Wie ich sagte, gibt es mehrere Unterarten von Immunzellen, neben den natürlichen Killerzellen. Nun wollen wir herausfinden, ob das Unterdrücken der Autophagie es auch anderen Arten von Immunzellen erlaubt, in den Tumor einzudringen oder nur den natürlichen Killerzellen.
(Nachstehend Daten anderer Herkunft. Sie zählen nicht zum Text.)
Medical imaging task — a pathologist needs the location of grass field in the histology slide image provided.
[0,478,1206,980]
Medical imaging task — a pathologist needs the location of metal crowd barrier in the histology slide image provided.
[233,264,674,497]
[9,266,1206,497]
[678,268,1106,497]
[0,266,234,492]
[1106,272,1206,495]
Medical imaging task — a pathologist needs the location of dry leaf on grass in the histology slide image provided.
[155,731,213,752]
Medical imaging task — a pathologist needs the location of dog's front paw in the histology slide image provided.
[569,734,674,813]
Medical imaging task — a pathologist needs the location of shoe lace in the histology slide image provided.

Sie sprachen von Versuchen an Mäusen. Tierversuche stehen heute in der Kritik. Wie ist Ihre Position?
Alle Studien, die wir an Tieren durchführen, unterliegen sehr strengen Regeln. Bevor wir irgendetwas machen, reichen wir ein Dossier ein, das sehr aufwendig ist, um die Genehmigung des Ministers zu erhalten. Es gibt einen sehr strengen Rahmen und europäische Gesetze, die Tierversuche regeln. Meiner Erfahrung nach ist Luxemburg sehr erpicht darauf, die europäischen Gesetze bis auf das letzte Komma anzuwenden. D.h. wir dürfen nicht einfach irgendwas machen. Alles ist streng geregelt und es gibt sehr rigorose Kontrollen des Ministeriums. Am LIH haben wir außerdem eine Kommission, die diese Experimente täglich überprüft.

Sie sagten, dass Erkenntnisse die Sie bei Mäusen gewinnen, nicht immer auf den Menschen übertragbar sind. Gibt es keine besseren Methoden? Sind diese Tierversuche tatsächlich notwendig aus Ihrer Sicht?
Als Erstes testen wir an Tumorzellen. Und nur wenn wir hier ein ermutigendes Ergebnis erzielen, gehen wir zu einem komplizierteren System, wie einer Maus, über. Wir werden natürlich nicht sofort alle Tests an Mäusen machen.

Ist Luxemburg ein guter Ort, um Forschung zu betreiben?
Die Forschung in Luxemburg wird immer interessanter. In Luxemburg wird sehr gute Forschung betrieben. Natürlich haben die umherliegenden Länder wie Deutschland, Belgien, England und Frankreich eine sehr viel ältere Forschungskultur als Luxemburg. In Luxemburg tut sich aber im Moment viel und das Land produziert Publikationen von sehr guter Qualität. Für mich ist es ein exzellentes Umfeld, um Forschung zu betreiben.

Forschung braucht viel Geld. Gibt es dieses Geld in Luxemburg?
Es gibt einen immer stärkeren Wettbewerb darum. Vor einigen Jahren war es relativ leicht, eine Finanzierung zu erhalten. Heute wird es immer komplizierter. Die besten profitieren von den Geldern.

Das muss nicht unbedingt etwas Schlechtes sein.
Nein. Es ist ein Ansporn, Forschung auf einem sehr hohen Niveau zu machen.